Authorized representatives had been promised that a representative portal for citizenship would be available early in 2022. However, it now appears that a representative portal will not be available any time soon. This means that applicants who are represented will either not be able to benefit from the new electronic portal, and will have to submit a paper application, or they will have to complete their applications largely on their own.

CILA also wishes to stress that Canadian citizenship applicants voluntarily choose to hire immigration lawyers. As anyone that has gone through the process before will tell you, applying for, and gaining Canadian citizenship is a defining life moment.

Due to the magnitude of this event, many citizenship applicants choose to hire an immigration lawyer for competent and professional representation. They hire a lawyer they can trust to submit a complete and accurate application to IRCC so that they can gain Canadian citizenship as quickly as possible. They understand fully that any error or omission in their application can delay the citizenship application process by months, or even worse, years. Hiring a lawyer that is familiar with the legal requirements, the forms and the documents needed not only offers peace of mind for an applicant but helps to ensure that the application is processed without delay and is ultimately successful. Using legal counsel conserves valuable department resources so that applications are not filed prematurely and are complete on submission.
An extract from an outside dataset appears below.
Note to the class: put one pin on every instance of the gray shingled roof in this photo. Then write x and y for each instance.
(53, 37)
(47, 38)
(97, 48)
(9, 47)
At the end of the day, the exclusion of counsel is an access to justice issue. However, there is also a significant operational consideration at stake. Canada is currently grappling with a backlog of some 1.8 million applications, of which some 468,000 are Canadian citizenship applicants. It is in everyone’s best interests for IRCC to receive complete and accurate applications. As we all know too well, however, errors and omissions do occur during the application process which creates additional work and stress for all involved parties. In this vein, it is imperative for IRCC to see counsel as an ally in the shared pursuit of a fast and efficient immigration system. Enabling immigration lawyers to submit Canadian citizenship applications online increases the likelihood that IRCC will be able to render a decision at the first possible opportunity, and reduces the likelihood of unnecessary delays for clients and additional work for IRCC.

CILA expresses its disappointment that IRCC continues to exclude counsel despite a multitude of conversations and correspondence between the immigration bar and the department on this very issue throughout 2021. CILA has submitted letters to IRCC on this matter on August 5August 18, and October 27. Prior to that, the immigration bar has raised alarm on this matter, including in spring 2021 on how the exclusion of counsel would prejudice those looking to apply to the time-limited TR to PR pathways. The crux of the matter here is that IRCC continues to make the choice to disadvantage its own clients.

CILA wishes to offer two major recommendations to IRCC. First, keep your clients front-and-centre of all your modernization initiatives. Having a client-centric view will allow you to unveil modernizations which are inclusive to as many of your clients as possible at the outset, and avoids the creation of a two-tiered system, where some are disadvantaged. Second, consult with as many stakeholders as possible before going live with modernization initiatives; this includes beta testing portals with all stakeholders. Representatives are more effectively able to identify issues with new systems than applicants who only have experience with one application. Canada has a vibrant immigration ecosystem with plenty of stakeholders that can provide IRCC with beneficial guidance that will allow the department’s modernization efforts to be as successful as possible. Again, this will represent a win-win for both IRCC and its clients, including during life-defining events such as the Canadian citizenship uptake process.